Da quanti numeri partirebbe il governo «neutrale» che il presidente della Repubblica vorrebbe mettere in campo per scongiurare un ritorno immediato alle urne e guidare il Paese fino all’inizio del 2019? Se ci si attiene alle dichiarazioni pubbliche dei leader politici di questi lunghi giorni di stallo, comprese le ultime di Salvini e Di Maio, la maggioranza in Parlamento appare per ora una meta lontana: contrari a una soluzione del genere si sono sempre espressi sia Luigi Di Maio che Matteo Salvini, vale a dire i leader rispettivamente del primo e secondo gruppo parlamentare alla Camera e del primo e terzo al Senato.

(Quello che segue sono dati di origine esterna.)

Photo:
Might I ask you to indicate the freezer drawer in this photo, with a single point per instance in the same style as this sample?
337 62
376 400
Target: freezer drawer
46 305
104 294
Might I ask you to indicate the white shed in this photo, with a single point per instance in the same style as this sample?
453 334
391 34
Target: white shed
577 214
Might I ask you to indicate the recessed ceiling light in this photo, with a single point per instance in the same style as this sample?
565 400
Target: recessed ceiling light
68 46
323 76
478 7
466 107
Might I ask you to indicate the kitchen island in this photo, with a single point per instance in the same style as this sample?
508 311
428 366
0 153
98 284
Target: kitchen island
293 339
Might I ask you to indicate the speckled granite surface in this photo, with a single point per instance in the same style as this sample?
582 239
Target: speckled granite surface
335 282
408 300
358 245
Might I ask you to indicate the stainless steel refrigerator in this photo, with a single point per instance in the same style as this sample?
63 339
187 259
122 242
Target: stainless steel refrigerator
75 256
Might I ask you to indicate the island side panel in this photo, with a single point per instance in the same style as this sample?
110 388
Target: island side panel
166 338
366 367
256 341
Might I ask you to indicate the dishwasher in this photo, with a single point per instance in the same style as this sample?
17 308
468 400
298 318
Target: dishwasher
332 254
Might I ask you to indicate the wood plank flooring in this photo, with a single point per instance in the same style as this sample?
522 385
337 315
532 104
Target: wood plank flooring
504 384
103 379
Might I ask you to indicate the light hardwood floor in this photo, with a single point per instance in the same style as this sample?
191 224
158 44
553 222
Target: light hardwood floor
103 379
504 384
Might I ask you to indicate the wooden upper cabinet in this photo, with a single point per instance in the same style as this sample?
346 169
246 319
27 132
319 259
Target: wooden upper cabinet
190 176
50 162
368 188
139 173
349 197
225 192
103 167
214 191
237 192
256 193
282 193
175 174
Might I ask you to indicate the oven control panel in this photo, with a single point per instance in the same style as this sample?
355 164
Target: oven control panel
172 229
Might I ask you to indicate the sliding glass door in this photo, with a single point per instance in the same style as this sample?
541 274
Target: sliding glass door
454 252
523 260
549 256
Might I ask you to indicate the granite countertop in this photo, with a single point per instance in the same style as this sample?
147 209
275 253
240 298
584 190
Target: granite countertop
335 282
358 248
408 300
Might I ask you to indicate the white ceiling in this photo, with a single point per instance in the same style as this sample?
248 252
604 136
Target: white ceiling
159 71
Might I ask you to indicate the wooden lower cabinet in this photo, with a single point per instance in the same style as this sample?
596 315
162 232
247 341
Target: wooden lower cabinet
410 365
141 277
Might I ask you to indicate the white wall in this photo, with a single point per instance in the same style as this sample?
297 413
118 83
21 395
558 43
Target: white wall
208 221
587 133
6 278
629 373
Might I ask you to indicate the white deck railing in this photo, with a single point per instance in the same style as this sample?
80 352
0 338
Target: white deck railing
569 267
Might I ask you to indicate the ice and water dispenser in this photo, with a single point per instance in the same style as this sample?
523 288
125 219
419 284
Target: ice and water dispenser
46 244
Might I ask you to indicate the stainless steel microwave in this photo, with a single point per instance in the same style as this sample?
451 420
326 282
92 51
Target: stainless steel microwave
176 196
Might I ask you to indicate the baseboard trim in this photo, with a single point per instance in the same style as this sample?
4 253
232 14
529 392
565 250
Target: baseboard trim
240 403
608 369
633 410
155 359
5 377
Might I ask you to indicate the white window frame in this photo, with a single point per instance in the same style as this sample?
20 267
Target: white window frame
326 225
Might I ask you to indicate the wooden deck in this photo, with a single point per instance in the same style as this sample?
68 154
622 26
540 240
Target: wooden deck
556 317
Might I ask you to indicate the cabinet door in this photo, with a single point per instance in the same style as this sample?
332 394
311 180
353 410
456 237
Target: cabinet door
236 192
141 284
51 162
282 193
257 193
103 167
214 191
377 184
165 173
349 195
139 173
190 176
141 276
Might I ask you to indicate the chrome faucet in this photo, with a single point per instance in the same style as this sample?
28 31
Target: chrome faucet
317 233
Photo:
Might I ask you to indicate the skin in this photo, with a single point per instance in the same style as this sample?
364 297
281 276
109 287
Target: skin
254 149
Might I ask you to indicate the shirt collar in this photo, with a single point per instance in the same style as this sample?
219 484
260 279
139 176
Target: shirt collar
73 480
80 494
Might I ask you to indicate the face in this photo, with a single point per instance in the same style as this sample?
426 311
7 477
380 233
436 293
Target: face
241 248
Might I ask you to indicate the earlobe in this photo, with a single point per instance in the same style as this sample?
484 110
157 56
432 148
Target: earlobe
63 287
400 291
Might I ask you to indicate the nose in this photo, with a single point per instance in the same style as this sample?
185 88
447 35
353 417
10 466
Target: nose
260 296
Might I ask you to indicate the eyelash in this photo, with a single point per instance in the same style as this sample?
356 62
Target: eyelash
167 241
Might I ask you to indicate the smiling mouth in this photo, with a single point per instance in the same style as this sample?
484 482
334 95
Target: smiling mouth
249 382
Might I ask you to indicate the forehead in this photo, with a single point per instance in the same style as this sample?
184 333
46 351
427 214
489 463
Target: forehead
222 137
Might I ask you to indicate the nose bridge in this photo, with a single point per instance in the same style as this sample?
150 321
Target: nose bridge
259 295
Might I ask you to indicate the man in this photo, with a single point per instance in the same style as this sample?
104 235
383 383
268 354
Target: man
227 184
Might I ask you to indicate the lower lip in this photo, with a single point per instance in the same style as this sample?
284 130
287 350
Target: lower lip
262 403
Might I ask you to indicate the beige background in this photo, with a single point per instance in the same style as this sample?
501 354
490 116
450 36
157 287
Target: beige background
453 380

Certificato il mancato accordo tra le forze politiche semi-vincitrici delle elezioni del 4 marzo, l’esecutivo di «servizio» immaginato dal Quirinale per evitare l’esercizio provvisorio e l’aumento dell’Iva e gestire il passaggio alle prossime elezioni, può contare certamente sul sostegno del Partito democratico. I democratici hanno 111 deputati e 52 senatori. A loro si aggiungerebbero gli altri pezzi del centrosinistra: +Europa (tre deputati e, al Senato, Emma Bonino) e Civica popolare (componente di Beatrice Lorenzin con quattro deputati). Alla fine anche Liberi e uguali (14 deputati, quattro senatori) potrebbe offrire il proprio sostegno.
Una fiducia al primo governo di questa legislatura arriverebbe pure dalle minoranze linguistiche (quattro deputati) e dalle Autonomie (otto senatori). Nella componente Maie (eletti all’estero) ci sono cinque deputati espulsi dal Movimento 5 Stelle: probabile il loro no al governo di «tregua». Al Senato i due senatori (il socialista Riccardo Nencini e Ricardo Merlo) voterebbero invece la fiducia.
Nel centrodestra solo Forza Italia si potrebbe dimostrare sensibile al richiamo del Colle. Per il leader Silvio Berlusconi sarebbe l’unica possibilità di rinviare il ritorno immediato alle urne, prospettiva che non piace affatto al Cavaliere. «Non ci spaventa il voto ma l’estate non aiuta, meglio l’autunno» hanno fatto sapere gli azzurri che, con un ipotetico sì, porterebbero in dote 105 deputati (a cui si aggregherebbero pure i tre centristi di “Noi con l’Italia”) e 61 senatori.
Tirate le somme, i numeri per il «governo del Colle» non ci sono. Alla Camera appena 245 favorevoli rispetto alla soglia per la maggioranza a quota 316. Al Senato ci si ferma invece a quota 131 sì. Lontano dal quorum che è 158. Se, come i calcoli lascerebbero prevedere, il governo del presidente non ottenesse la fiducia del Parlamento, si aprirebbe la strada del voto anticipato. Se si votasse a luglio (il 22 sembra la data più probabile) sarebbe la prima volta per le elezioni in questo mese. Ma sarebbe anche la prima volta che una legislatura si conclude anticipatamente senza aver prodotto un governo.